Yet again that rouses the fear and panic of the pitchfork wielding villagers with a chorus of “Hang Him Till He’s Dead.” It seems the earlier monster got loose and went on a murderous rampage.

While the good doctor has left behind a fiancé Elizabeth Benning (Alena Watters) he finds a new squeeze in a lab assistant Inga (Kyla Stone). They will battle for the Dr. after she arrives as “a surprise” and finds them in flagrante delicto.

At the end of the long first act the musical literally “comes alive” with the successful creation of the monster, played deliciously by the long and lanky Sean Bell. Having been zapped to life he lumbers down the aisle on platform shoes ending the first act.

The second act moves swiftly and outrageously fueled by that incredible monster. His surprisingly innocent face has been painted green under a very artificial and comical wig. At first he moves clumsily and can only utter guttural sounds.

It seems that Igor screwed up and destroyed the “brilliant” brain opting for plan B the container of which is labeled “Abnormal.”

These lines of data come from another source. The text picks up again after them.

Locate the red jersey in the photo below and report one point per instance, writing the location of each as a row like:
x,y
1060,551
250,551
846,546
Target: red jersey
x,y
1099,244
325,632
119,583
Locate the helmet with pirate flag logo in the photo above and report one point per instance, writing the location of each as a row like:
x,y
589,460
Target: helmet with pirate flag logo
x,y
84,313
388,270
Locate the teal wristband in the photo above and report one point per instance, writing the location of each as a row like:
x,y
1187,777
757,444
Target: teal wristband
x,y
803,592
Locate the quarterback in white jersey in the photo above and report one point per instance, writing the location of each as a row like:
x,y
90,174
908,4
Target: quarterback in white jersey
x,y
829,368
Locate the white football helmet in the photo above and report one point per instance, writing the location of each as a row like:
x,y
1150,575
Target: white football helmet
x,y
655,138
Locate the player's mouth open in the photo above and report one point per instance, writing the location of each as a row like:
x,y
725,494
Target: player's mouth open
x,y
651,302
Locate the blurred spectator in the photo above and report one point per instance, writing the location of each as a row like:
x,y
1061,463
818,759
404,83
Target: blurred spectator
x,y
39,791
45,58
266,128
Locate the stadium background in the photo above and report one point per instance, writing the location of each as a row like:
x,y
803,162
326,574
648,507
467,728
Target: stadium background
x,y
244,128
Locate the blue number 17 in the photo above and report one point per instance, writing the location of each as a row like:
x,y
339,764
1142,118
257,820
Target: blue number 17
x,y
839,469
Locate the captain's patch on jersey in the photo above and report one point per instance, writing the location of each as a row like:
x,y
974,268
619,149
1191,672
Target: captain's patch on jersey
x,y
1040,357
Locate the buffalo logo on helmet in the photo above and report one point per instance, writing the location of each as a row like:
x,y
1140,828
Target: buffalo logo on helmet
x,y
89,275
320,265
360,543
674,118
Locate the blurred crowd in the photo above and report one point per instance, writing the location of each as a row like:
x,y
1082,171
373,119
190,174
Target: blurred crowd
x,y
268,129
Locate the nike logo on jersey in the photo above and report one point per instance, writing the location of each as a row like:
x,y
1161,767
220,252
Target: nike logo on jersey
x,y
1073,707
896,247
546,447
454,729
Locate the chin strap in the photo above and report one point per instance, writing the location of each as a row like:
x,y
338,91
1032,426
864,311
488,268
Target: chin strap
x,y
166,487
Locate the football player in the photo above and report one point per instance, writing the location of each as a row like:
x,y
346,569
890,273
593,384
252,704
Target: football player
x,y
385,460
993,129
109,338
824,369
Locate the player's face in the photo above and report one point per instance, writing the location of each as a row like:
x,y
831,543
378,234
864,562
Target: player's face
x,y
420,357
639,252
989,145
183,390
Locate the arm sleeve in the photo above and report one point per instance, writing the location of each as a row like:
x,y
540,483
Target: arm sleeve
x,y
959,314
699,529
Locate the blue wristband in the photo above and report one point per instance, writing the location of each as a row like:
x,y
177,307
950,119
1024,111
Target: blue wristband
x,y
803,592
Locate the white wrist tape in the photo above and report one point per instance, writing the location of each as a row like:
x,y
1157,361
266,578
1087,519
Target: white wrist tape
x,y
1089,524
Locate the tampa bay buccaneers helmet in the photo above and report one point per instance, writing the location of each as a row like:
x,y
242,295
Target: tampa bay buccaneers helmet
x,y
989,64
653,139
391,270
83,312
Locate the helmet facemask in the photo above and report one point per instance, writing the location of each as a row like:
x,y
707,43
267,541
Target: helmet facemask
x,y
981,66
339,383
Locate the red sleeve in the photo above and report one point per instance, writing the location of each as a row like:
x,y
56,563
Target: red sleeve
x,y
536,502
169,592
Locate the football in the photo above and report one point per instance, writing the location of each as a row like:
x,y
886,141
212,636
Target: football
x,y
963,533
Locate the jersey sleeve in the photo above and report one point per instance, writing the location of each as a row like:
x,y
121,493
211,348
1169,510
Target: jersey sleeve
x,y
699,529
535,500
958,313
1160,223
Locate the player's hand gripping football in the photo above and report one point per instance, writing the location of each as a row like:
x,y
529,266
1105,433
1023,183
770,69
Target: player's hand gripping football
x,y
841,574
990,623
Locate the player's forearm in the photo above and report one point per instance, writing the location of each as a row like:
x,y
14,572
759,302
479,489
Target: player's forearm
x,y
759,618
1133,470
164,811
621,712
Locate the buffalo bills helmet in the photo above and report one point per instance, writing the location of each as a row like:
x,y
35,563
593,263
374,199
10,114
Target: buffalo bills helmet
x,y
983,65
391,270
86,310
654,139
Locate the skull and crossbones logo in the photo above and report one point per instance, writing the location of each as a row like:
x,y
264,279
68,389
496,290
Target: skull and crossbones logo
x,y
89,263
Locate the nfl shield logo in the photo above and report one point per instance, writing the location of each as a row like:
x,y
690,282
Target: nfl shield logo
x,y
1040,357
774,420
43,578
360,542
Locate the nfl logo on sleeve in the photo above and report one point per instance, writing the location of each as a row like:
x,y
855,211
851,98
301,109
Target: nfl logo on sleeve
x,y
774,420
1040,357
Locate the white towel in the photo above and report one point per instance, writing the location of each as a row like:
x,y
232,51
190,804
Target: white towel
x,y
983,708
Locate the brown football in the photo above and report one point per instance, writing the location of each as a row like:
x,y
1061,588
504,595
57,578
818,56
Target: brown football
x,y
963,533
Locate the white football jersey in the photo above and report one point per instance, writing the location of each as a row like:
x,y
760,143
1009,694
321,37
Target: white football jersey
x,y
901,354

As we sail merrily along it’s all about coming to adore the monster. The villagers, up in arms, are not so amused and want to hang the aberration and his creator.

The good Dr. has a plan. He devises to send his brain to the monster. It’s a risky procedure, resembling twin electric chairs that may leave one or both quite dead. With the angry mob storming the castle it’s a risky rush job as Igor it told to pull the final switch.

After some high anxiety it works and we now have a bright, charming, and articulate monster. There’s a quip that he now sounds like Noel Coward.

In tuxedos with walking sticks there is a full chorus rendering of soft shoe in “Puttin On the Ritz.” The audience burst into applause in utter amazement at the monster as entertaining song and dance man. Think of a somewhat grotesque Fred Astaire. With unfettered bliss we come to adore the charming monster. Most notably, the fiancé  has now blissfully hooked up with this monstrous lover. There is a tasteless Brooks smarmy size joke, but what the heck it’s all in great fun.

Unfortunately all good things come to an end. Thanks for an utterly unforgettable evening in colorful, downtown Pittsfield. Good grief there is so much astonishing talent in the Berkshires.